What mobile trends should enterprises expect in 2017?
2016 will be regarded as the breakthrough year for workplace mobility. With employees leading the smartphone-revolution, businesses are now leveraging mobile (and other) technology to create a more engaged, efficient and connected workforce.
But as the next generation of employees emerge, new products become available on the market and data security threats increase, what should enterprises expect in 2017 and beyond?
Despite 71% of enterprises considering mobility as a priority, this doesn’t mean that they’re necessarily ready for it. Today, the mobile landscape is moving at such a rate that many companies aren’t sure where and how to start planning their internal strategy, making it vital to understand the newest developments and how they can be incorporated.
Millennials, remote working and BYOD
2017 will see the new wave of Generation Z millennials enter the workforce, bringing with them new perspectives on working patterns and mobile technology in general. These workers will be significantly more mobile-savvy than their older counterparts, and will have used smart technology on a daily basis whilst at home, studying and/or in previous employment.
In addition to this, new millennials will be actively pushing new technology and remote working policies upon their employers to help complete tasks outside of the workplace.
2017 is set to see a record amount of organisations allow this, with over 50% offering flexible working as standard, and rising above 70% in 2020.
This means that whilst we head into 2017, enterprises need to find ways of reaching and engaging this new set of employees. This will include addressing their current working-hour structure as well as the digital tools they offer to help staff complete tasks.
Going forward, as employees expect flexibility and demand the software to make their jobs easier, this needs to be placed high on the priority list for all businesses.
2016 was the year when wearable technology made its mark on the consumer market, and has since been adopted by many organisations. As employees get more accustomed with the technology outside of the workplace, more and more businesses are finding ways to integrate wearable technology to facilitate a number of tasks.
Since 2014, the number of businesses doing so has nearly doubled, with more projected next year.
We’ve seen wearable technology being used in many sectors.
In healthcare, the NHS have trialled a wearable wristband device as a ‘digital coach’ for patients for Type 1 or Type 2 diabetes. In construction, the Redpoint Safety vest ensures that workers don’t venture into unsafe areas. In manufacturing, the HoloLens smart glasses can give workers on-the-job training on how to fix equipment, saving time and resources.
As the wearable market develops in 2017 and subsequently more employees get used to the technology, businesses need to fully understand how and where wearables should be deployed. This also requires them to pinpoint the possible security risks (outlined in more detail below) and whether employees will actually use them.

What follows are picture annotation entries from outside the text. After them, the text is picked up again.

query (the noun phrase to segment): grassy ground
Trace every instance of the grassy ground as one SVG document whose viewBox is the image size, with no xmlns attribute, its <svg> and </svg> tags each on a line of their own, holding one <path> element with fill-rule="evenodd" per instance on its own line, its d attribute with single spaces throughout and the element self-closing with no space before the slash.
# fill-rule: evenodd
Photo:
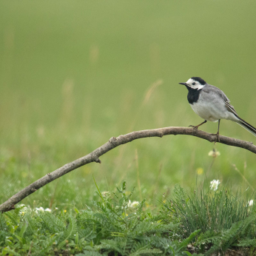
<svg viewBox="0 0 256 256">
<path fill-rule="evenodd" d="M 110 137 L 198 124 L 178 84 L 201 76 L 256 125 L 255 3 L 235 0 L 0 1 L 0 201 Z M 216 132 L 217 124 L 202 129 Z M 255 142 L 223 121 L 220 133 Z M 219 179 L 251 195 L 255 158 L 197 138 L 124 145 L 24 199 L 31 207 L 87 209 L 126 180 L 134 200 L 158 200 L 174 186 L 193 191 Z M 248 189 L 249 188 L 249 189 Z M 247 190 L 246 190 L 247 189 Z"/>
</svg>

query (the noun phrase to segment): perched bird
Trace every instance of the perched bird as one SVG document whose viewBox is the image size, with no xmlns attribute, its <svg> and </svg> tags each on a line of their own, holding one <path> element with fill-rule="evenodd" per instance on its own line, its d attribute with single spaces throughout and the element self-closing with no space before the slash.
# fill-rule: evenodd
<svg viewBox="0 0 256 256">
<path fill-rule="evenodd" d="M 256 128 L 238 116 L 234 107 L 230 104 L 230 101 L 221 90 L 207 84 L 199 77 L 192 77 L 186 83 L 179 84 L 185 85 L 189 90 L 187 99 L 194 112 L 204 119 L 203 123 L 189 127 L 198 129 L 207 121 L 218 121 L 216 142 L 219 141 L 220 119 L 226 119 L 236 122 L 256 136 Z"/>
</svg>

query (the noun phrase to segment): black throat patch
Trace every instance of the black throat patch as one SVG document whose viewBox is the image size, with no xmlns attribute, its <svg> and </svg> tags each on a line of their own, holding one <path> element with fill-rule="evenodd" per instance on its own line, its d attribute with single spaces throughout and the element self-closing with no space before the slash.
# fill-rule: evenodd
<svg viewBox="0 0 256 256">
<path fill-rule="evenodd" d="M 199 95 L 202 90 L 202 89 L 192 89 L 189 87 L 186 86 L 187 90 L 189 90 L 189 93 L 187 95 L 187 100 L 189 102 L 189 104 L 193 104 L 195 102 L 198 102 L 199 98 Z"/>
</svg>

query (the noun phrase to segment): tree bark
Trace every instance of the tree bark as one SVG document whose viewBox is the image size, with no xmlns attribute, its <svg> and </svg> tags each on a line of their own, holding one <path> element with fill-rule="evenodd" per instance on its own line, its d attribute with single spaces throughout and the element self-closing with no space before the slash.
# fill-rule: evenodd
<svg viewBox="0 0 256 256">
<path fill-rule="evenodd" d="M 209 141 L 209 142 L 215 142 L 216 135 L 208 133 L 199 129 L 186 127 L 165 127 L 153 129 L 144 129 L 141 131 L 132 132 L 127 133 L 124 135 L 120 135 L 117 138 L 112 137 L 107 143 L 95 149 L 90 154 L 75 160 L 74 161 L 64 165 L 53 172 L 50 172 L 36 181 L 30 185 L 27 186 L 17 194 L 13 195 L 7 201 L 0 205 L 0 212 L 7 212 L 15 209 L 15 205 L 20 202 L 22 199 L 27 198 L 30 194 L 33 194 L 36 190 L 39 189 L 46 184 L 51 181 L 63 176 L 64 175 L 91 162 L 96 162 L 101 164 L 99 157 L 108 151 L 114 149 L 115 147 L 121 144 L 125 144 L 134 140 L 148 138 L 148 137 L 163 137 L 169 135 L 192 135 Z M 233 138 L 219 136 L 219 143 L 241 147 L 256 154 L 256 146 L 253 145 L 252 142 L 238 140 Z"/>
</svg>

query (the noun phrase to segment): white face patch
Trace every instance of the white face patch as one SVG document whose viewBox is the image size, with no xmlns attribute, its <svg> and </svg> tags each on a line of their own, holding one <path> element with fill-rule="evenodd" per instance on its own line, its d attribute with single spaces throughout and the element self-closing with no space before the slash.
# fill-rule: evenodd
<svg viewBox="0 0 256 256">
<path fill-rule="evenodd" d="M 189 78 L 186 83 L 192 89 L 200 90 L 204 87 L 204 85 L 201 84 L 198 81 L 195 81 L 192 78 Z"/>
</svg>

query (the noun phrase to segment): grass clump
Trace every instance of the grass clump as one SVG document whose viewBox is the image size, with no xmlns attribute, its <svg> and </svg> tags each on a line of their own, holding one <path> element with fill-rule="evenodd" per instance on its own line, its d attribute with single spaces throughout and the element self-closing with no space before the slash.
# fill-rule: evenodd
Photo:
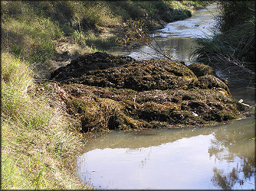
<svg viewBox="0 0 256 191">
<path fill-rule="evenodd" d="M 255 3 L 228 1 L 221 2 L 220 8 L 213 34 L 195 38 L 192 57 L 223 70 L 227 76 L 231 73 L 240 81 L 251 81 L 256 63 Z"/>
<path fill-rule="evenodd" d="M 2 189 L 87 189 L 74 174 L 80 136 L 46 99 L 28 93 L 28 63 L 2 53 L 1 78 Z"/>
</svg>

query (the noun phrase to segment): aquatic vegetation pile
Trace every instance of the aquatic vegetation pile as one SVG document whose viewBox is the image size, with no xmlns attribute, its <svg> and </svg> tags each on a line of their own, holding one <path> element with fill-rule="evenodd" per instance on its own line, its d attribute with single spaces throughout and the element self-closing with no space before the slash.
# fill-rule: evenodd
<svg viewBox="0 0 256 191">
<path fill-rule="evenodd" d="M 88 58 L 94 59 L 96 67 L 97 60 L 101 66 L 105 58 L 107 66 L 110 57 L 129 62 L 87 68 Z M 176 61 L 138 61 L 103 53 L 77 60 L 57 70 L 51 79 L 59 82 L 67 112 L 84 132 L 217 125 L 242 118 L 246 111 L 204 64 L 192 64 L 190 70 Z M 76 75 L 76 71 L 84 73 Z"/>
</svg>

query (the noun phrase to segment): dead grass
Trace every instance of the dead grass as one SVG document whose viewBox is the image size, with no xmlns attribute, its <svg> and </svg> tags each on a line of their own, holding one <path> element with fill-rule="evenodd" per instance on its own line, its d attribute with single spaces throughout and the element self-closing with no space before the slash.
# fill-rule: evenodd
<svg viewBox="0 0 256 191">
<path fill-rule="evenodd" d="M 2 53 L 2 189 L 90 189 L 75 174 L 83 138 L 71 131 L 57 105 L 27 93 L 30 71 Z"/>
</svg>

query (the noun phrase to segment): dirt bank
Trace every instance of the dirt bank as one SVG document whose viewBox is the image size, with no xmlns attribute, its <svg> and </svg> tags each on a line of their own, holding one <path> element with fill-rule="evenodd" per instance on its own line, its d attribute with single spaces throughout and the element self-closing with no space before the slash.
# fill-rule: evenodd
<svg viewBox="0 0 256 191">
<path fill-rule="evenodd" d="M 51 79 L 59 83 L 54 86 L 67 112 L 84 132 L 218 125 L 245 112 L 203 64 L 98 52 L 59 68 Z"/>
</svg>

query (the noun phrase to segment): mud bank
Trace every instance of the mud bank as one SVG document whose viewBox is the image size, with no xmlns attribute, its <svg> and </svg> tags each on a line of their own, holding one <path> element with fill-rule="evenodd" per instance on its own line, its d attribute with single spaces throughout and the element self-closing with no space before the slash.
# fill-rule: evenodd
<svg viewBox="0 0 256 191">
<path fill-rule="evenodd" d="M 208 66 L 85 54 L 53 72 L 67 112 L 82 131 L 183 128 L 243 118 L 227 85 Z M 54 85 L 53 86 L 53 84 Z"/>
</svg>

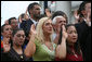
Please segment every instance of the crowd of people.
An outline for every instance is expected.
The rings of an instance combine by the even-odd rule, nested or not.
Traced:
[[[63,11],[40,8],[30,3],[1,26],[1,61],[91,61],[91,1],[75,11],[75,24]]]

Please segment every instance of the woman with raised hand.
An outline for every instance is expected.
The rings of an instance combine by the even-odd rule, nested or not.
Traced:
[[[50,17],[40,18],[36,30],[35,25],[31,25],[30,33],[30,40],[25,49],[26,57],[32,57],[34,61],[54,61],[60,54],[60,58],[65,57],[67,35],[64,34],[61,45],[56,46],[52,41],[53,27]]]

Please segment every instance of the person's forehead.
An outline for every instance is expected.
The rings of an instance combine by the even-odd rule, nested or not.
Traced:
[[[5,25],[4,28],[11,27],[11,25]],[[12,27],[11,27],[12,28]]]
[[[56,21],[66,21],[66,18],[65,17],[56,17]]]
[[[24,34],[24,30],[17,30],[16,34]]]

IoT and connected technology has revolutionised how we carry out tasks, obtain key data and interact with others, such as the Amazon Dash
. And as IoT becomes a widespread reality amongst all of us, it will undoubtedly impact every facet of how organisations operate in the future. By 2020, 24 billion IoT devices are expected to be connected to the internet and driving an estimated $6 trillion in IoT spending over the next five years.
IoT in the enterprise promises an extreme level of digitisation that will impact how businesses interact with those affiliated with their organisation, such as partners, customers and suppliers.

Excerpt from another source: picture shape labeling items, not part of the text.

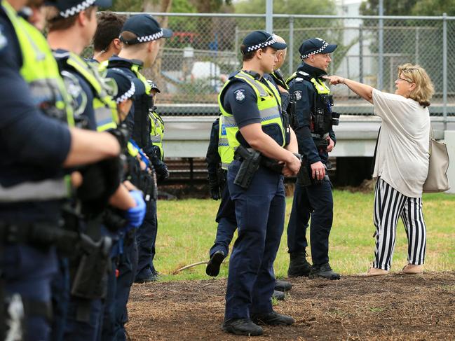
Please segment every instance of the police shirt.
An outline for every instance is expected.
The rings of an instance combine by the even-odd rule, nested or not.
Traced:
[[[136,74],[131,70],[131,67],[134,64],[142,65],[142,62],[140,60],[127,60],[121,57],[114,56],[109,60],[108,68],[115,67],[121,69],[128,77],[130,79],[134,79],[137,78],[137,76],[136,76]],[[137,83],[135,83],[135,85],[137,86]],[[140,91],[139,92],[144,92]],[[126,116],[126,123],[130,132],[132,134],[133,139],[137,143],[138,146],[142,148],[144,152],[150,159],[152,165],[156,167],[162,167],[162,165],[163,165],[164,162],[163,162],[156,155],[155,148],[154,148],[154,145],[150,140],[151,124],[150,123],[148,111],[146,116],[143,118],[144,123],[142,126],[140,127],[137,126],[137,125],[135,125],[135,115],[140,115],[141,113],[140,112],[140,111],[136,108],[137,106],[137,101],[141,101],[142,97],[144,96],[149,97],[148,95],[140,95],[133,98],[133,105],[131,106],[131,109],[130,110],[128,115]],[[150,108],[151,108],[153,106],[151,105],[151,98],[149,99],[149,101]],[[144,103],[141,103],[141,105],[144,105]]]
[[[58,178],[69,152],[71,136],[64,124],[46,116],[32,102],[20,74],[22,51],[14,28],[0,7],[0,183]],[[60,201],[0,203],[1,221],[56,221]]]
[[[302,62],[297,68],[298,71],[303,71],[308,74],[310,78],[318,78],[325,75],[326,73],[320,69],[313,67],[308,64]],[[299,75],[297,75],[299,77]],[[304,79],[302,82],[303,90],[298,92],[293,90],[292,84],[295,82],[294,78],[289,83],[290,94],[296,100],[296,112],[298,120],[298,127],[294,130],[299,145],[299,153],[305,155],[310,164],[321,161],[327,162],[329,155],[327,151],[318,151],[311,137],[310,123],[311,121],[311,113],[315,111],[314,104],[315,102],[317,92],[314,89],[313,83]],[[298,92],[298,93],[297,93]],[[330,139],[337,142],[335,133],[333,130],[329,132]]]
[[[62,75],[62,78],[67,90],[74,101],[73,107],[75,117],[81,116],[81,118],[85,118],[88,123],[88,128],[96,131],[97,123],[93,109],[93,99],[95,98],[93,90],[87,81],[72,67],[64,65],[64,63],[59,61],[59,56],[64,57],[69,53],[69,51],[59,48],[54,50],[53,53],[60,72],[64,70],[72,76],[69,78]]]
[[[219,168],[221,157],[218,153],[218,141],[219,132],[219,118],[217,118],[212,124],[210,130],[210,141],[207,148],[205,162],[207,170],[210,179],[217,179],[217,170]]]

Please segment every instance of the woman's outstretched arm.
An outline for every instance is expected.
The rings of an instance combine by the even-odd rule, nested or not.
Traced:
[[[360,96],[362,98],[366,99],[370,103],[373,103],[373,89],[374,88],[362,84],[361,83],[352,81],[351,79],[339,77],[339,76],[326,76],[324,77],[330,81],[330,84],[336,85],[337,84],[346,84],[348,88]]]

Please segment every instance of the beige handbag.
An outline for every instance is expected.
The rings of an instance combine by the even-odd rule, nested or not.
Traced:
[[[423,193],[445,192],[450,186],[447,178],[449,153],[447,146],[435,139],[433,129],[430,135],[428,175],[423,183]]]

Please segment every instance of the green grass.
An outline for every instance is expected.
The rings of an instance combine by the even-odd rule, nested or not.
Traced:
[[[374,251],[373,200],[372,193],[334,191],[334,218],[330,233],[330,265],[342,274],[365,271],[372,260]],[[289,264],[286,227],[292,201],[292,197],[287,198],[285,230],[275,262],[278,277],[286,277]],[[454,270],[455,195],[424,195],[423,201],[427,225],[425,268],[427,271]],[[172,274],[184,265],[208,260],[208,250],[215,237],[215,217],[219,204],[219,201],[210,199],[158,202],[158,230],[154,263],[156,269],[164,275],[162,280],[210,278],[205,274],[205,265],[183,270],[178,274]],[[392,271],[398,271],[407,263],[407,243],[401,220],[397,230]],[[309,237],[309,230],[307,237]],[[309,249],[307,251],[309,252]],[[227,276],[227,268],[226,265],[222,265],[219,277]]]

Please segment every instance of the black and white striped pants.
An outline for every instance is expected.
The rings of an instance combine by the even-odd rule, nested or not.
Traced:
[[[422,198],[404,195],[378,178],[374,193],[376,250],[373,267],[389,270],[393,256],[398,217],[401,216],[407,236],[407,261],[420,265],[425,260],[426,227],[422,212]]]

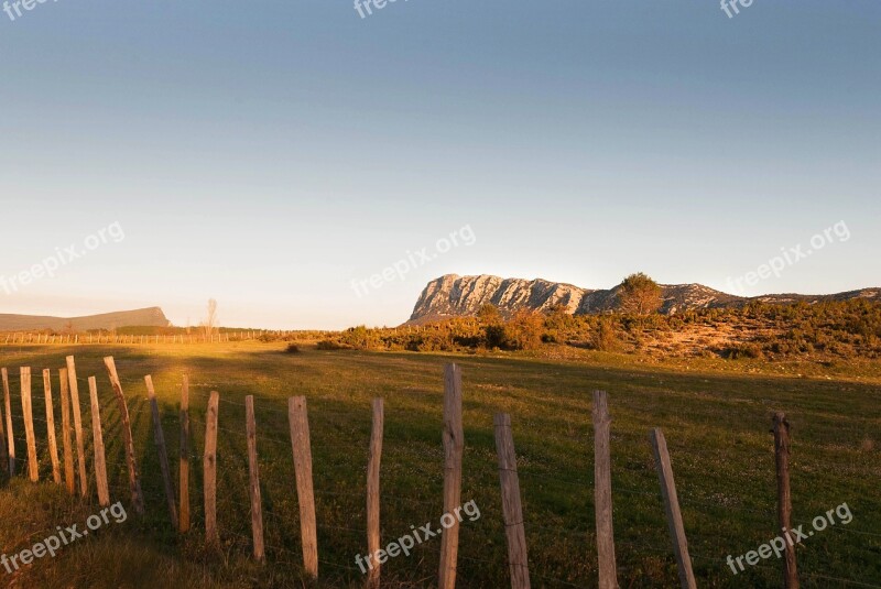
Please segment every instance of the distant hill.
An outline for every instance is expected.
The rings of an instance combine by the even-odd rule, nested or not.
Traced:
[[[881,288],[863,288],[833,295],[776,294],[757,297],[736,296],[701,284],[662,284],[661,313],[672,314],[695,308],[730,307],[749,301],[763,303],[795,303],[804,301],[847,301],[871,298],[881,302]],[[620,285],[609,290],[590,290],[548,282],[542,279],[501,279],[481,274],[458,276],[447,274],[429,282],[422,291],[407,323],[422,324],[445,317],[474,316],[481,306],[491,304],[503,316],[521,308],[545,310],[563,305],[568,313],[587,315],[611,310]]]
[[[85,317],[42,317],[37,315],[0,314],[0,331],[31,331],[52,329],[62,331],[70,327],[74,331],[89,329],[119,329],[129,326],[167,327],[168,318],[159,307],[137,310],[120,310]]]

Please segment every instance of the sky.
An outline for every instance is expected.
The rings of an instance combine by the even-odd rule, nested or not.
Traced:
[[[0,313],[398,325],[449,273],[881,286],[877,0],[8,7]]]

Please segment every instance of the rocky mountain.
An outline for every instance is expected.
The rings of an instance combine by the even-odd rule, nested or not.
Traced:
[[[824,299],[873,298],[881,301],[881,288],[863,288],[834,295],[763,295],[752,298],[730,295],[701,284],[662,284],[662,313],[708,307],[742,305],[752,298],[765,303],[815,303]],[[472,316],[486,304],[494,305],[504,316],[521,308],[545,310],[563,305],[568,313],[586,315],[602,313],[616,307],[619,286],[609,290],[590,290],[572,284],[548,282],[542,279],[500,279],[481,274],[458,276],[447,274],[429,282],[422,291],[410,321],[426,323],[444,317]]]
[[[121,310],[85,317],[43,317],[37,315],[0,314],[0,331],[29,331],[53,329],[86,331],[88,329],[117,329],[120,327],[167,327],[170,321],[159,307]]]

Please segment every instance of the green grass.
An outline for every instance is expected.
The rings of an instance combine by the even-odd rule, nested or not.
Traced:
[[[15,572],[28,587],[312,587],[302,575],[300,523],[286,399],[306,395],[314,456],[320,581],[362,582],[355,555],[366,553],[365,477],[370,401],[385,399],[382,457],[382,539],[443,513],[443,366],[464,372],[463,501],[481,517],[461,525],[459,587],[504,587],[504,531],[492,415],[512,415],[534,587],[594,587],[597,563],[592,505],[591,391],[603,389],[612,414],[612,489],[621,587],[673,587],[675,561],[666,531],[648,434],[665,432],[700,587],[779,587],[772,559],[735,577],[725,563],[774,537],[773,411],[793,426],[793,511],[797,523],[847,502],[848,526],[816,534],[798,548],[803,587],[846,587],[828,577],[881,585],[881,378],[874,363],[824,367],[700,359],[642,363],[627,356],[585,353],[550,360],[525,355],[317,351],[285,355],[283,342],[133,347],[9,347],[19,470],[26,455],[18,367],[31,366],[40,473],[51,481],[40,370],[57,371],[75,353],[81,379],[86,439],[91,440],[85,379],[98,377],[111,499],[129,508],[119,414],[101,363],[112,355],[129,399],[146,514],[96,534]],[[864,370],[862,370],[864,368]],[[152,438],[143,375],[160,397],[170,457],[177,455],[181,375],[191,374],[193,530],[168,522]],[[798,377],[801,374],[801,377]],[[218,448],[219,554],[203,547],[202,461],[208,393],[221,395]],[[258,452],[268,563],[250,559],[244,396],[255,397]],[[61,437],[59,437],[61,444]],[[91,469],[91,444],[87,444]],[[172,459],[176,473],[176,459]],[[94,480],[91,481],[94,495]],[[176,484],[176,481],[175,481]],[[21,473],[0,490],[0,543],[13,554],[98,511],[52,482]],[[383,567],[390,587],[431,587],[438,538]],[[0,576],[6,570],[0,568]]]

Construction firms will be able to track their tool inventory, oil & gas companies can leverage IoT to prevent fuel leaks and eventually hospitals will be able to track bed availability.
As the technology rapidly expands in 2017, a lack of involvement in IoT will eventually see businesses lose their competitive advantage to others that have invested in it. IoT has the capability to acquire consumer insights (in retail etc.), reduce costs and increase productivity in all areas, making it a truly exciting time for development.

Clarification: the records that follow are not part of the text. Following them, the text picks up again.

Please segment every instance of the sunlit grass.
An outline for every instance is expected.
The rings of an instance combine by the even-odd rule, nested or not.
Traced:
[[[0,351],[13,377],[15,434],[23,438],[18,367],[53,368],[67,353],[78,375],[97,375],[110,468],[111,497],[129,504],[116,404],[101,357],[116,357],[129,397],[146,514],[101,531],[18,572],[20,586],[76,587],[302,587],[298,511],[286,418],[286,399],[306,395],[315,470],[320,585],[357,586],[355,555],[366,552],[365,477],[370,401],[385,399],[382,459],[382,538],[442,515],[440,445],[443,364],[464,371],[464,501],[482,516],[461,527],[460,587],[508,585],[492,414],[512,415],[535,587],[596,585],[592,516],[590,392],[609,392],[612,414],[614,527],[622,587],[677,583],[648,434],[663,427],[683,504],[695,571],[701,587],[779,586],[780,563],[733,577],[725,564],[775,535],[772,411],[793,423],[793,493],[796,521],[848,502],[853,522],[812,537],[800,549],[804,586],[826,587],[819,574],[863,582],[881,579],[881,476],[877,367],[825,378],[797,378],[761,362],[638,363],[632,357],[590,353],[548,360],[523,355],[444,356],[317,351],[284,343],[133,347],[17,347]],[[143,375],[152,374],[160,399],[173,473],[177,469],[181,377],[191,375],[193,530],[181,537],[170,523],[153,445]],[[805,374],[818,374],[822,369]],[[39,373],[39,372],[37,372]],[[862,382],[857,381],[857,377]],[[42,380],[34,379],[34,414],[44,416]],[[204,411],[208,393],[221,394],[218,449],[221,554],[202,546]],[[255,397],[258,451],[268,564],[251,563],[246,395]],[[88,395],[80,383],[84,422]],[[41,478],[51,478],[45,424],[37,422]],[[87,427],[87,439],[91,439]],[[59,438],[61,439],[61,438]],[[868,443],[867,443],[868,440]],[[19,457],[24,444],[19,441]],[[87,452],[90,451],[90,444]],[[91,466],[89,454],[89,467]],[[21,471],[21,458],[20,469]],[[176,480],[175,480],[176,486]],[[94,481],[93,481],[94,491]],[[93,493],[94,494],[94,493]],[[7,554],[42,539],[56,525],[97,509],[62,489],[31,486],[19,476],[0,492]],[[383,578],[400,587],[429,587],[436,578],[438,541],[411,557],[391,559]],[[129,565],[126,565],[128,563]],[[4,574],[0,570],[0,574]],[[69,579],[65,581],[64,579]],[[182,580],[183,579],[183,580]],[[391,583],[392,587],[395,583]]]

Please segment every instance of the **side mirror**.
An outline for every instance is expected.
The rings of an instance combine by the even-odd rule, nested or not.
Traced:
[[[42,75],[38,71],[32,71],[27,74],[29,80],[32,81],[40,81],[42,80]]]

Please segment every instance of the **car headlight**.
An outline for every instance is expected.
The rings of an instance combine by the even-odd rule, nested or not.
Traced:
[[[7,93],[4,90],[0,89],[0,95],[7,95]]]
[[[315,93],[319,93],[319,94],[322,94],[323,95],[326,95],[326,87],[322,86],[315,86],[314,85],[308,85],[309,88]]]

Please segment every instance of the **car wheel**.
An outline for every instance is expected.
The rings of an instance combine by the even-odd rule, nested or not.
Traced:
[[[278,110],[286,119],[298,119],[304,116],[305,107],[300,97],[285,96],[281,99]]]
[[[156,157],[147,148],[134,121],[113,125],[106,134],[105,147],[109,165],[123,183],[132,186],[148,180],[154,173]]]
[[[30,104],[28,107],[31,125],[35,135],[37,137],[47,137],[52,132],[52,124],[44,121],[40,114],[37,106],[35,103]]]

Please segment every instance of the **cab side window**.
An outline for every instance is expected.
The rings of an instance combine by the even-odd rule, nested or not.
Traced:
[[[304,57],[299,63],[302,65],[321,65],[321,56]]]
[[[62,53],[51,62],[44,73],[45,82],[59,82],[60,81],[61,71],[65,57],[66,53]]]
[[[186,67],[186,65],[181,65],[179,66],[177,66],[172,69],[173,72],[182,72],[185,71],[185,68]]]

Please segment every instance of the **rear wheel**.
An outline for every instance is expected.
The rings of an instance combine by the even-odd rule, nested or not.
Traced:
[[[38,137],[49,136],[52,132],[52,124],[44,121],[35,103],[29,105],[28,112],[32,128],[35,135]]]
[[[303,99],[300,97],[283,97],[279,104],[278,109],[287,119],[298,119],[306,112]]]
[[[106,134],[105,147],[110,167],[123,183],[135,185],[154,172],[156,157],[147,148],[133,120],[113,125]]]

The data breaches of Three Mobile, Tesco Bank and Sage in 2016 showed that even the largest organisations are vulnerable to attacks. With enterprises now offering more technology to both their employees and customers, there’s a growing need for them to take the necessary safety precautions to safeguard their data.
Yet worryingly not all enterprises have been taking these steps to do so. It’s been reported that only one in three businesses adopting wearable technology are taking the time and resources to actively prevent data leaks, making them exposed to outside intruders and internal problems.
Arguably this could be because businesses don’t fully understand the technology they’re adopting. Although 2017 will see businesses become a lot more cautious, they need to understand where data breaches can occur by analysing previous examples, and most importantly, speaking with industry specialists.
Apps, wearables and IoT have the capability to transform businesses for the better, but only if they aren’t compromised.
2017 promises to be an exciting year as the mobile landscape continues to develop and tailor itself to the enterprise. As employees become more tech-driven, businesses are seeing opportunities arise in front of them to engage their employees and futureproof their organisation.
Therefore with 2017 just around the corner, it’s important that all businesses gear up, ready themselves for the influx of new technology and head into the New Year full of confidence.